# Wheel Corrosion - 18 month old car



## BTS (Jul 22, 2013)

Hello all,

I am looking for some help/advice regarding an issue I've got with my wife's X3.

The car was purchased by us brand new and is around 18 months old, and has covered 12,000 miles.

Over the past few months I have noticed corrosion in the barrels of the wheels which I raised at a recent service thinking they would be swapped with no issue. The dealer has said the damage is due to stone chips and therefore not covered under warranty.

I have had a good look at the wheels and found numerous dimples/pin holes in the barrels of the wheels which seem to be where the corrosion is stemming from. These look like a paint defect to me and I don't believe they are from stone chips as there is no impact damage to the surrounding paint.

Can anyone help with an explanation? I have attached some photos to show what I mean. I just cannot see how all 4 wheels are showing signs of corrosion after just 18 months and such low mileage.

Thanks,

Ben.




















Sent from my Pixel 4 XL using Tapatalk


----------



## Kerr (Mar 27, 2012)

The bottom picture looks especially bad. That's not a stone chip. 

That to me looks like there is defects through the cast. That could be potentially dangerous.


----------



## The happy goat (Jun 26, 2019)

BMW did have problems with their wheels in the past.
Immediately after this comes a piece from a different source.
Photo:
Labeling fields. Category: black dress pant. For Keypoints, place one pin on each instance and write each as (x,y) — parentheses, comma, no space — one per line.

Yours look like a defect with the wheel not stone chips. I’d contact BMW UK direct if your not having any joy with the dealer.


----------



## Darlofan (Nov 24, 2010)

I'd be going back with those photos as evidence or try another dealer first. No way they are caused by stones, the bottom pic has 2 separate areas of damage close together. That and all the pin prick holes point to underlying issues not stone chips.


----------



## pt1 (Feb 8, 2014)

Looks like a bad cast to me, definitely not stone chips

Sent from my CLT-L09 using Tapatalk


----------



## Rappy (Oct 2, 2020)

Warranty claim, plain & simple :thumb:


----------



## SamD (Oct 24, 2015)

Defected wheels buddy, they will replace them without a fuss so nothing to worry about.


----------



## nbray67 (Mar 22, 2012)

Shocking pitting that is Ben.

I'd be making a fuss if I was you and turn to BMW Customer Services if the dealer is not budging.

What dealer is it btw? Stratstone BMW Chesterfield have been bob on for us to date, no major issues but each time they've been good.

Keep us posted.


----------



## bluechimp (Dec 21, 2017)

Is it not where a tyre machine has gripped the rim? Damaged the paint and lacquer?


----------



## kingswood (Jun 23, 2016)

bluechimp said:


> Is it not where a tyre machine has gripped the rim? Damaged the paint and lacquer?


on all 4 wheels? wld like to hope new tyres would last longer than 12k?!

they've done what most do in the first instance, mugged you off and jogged you on. hoping you go away. sad thing is most prob will.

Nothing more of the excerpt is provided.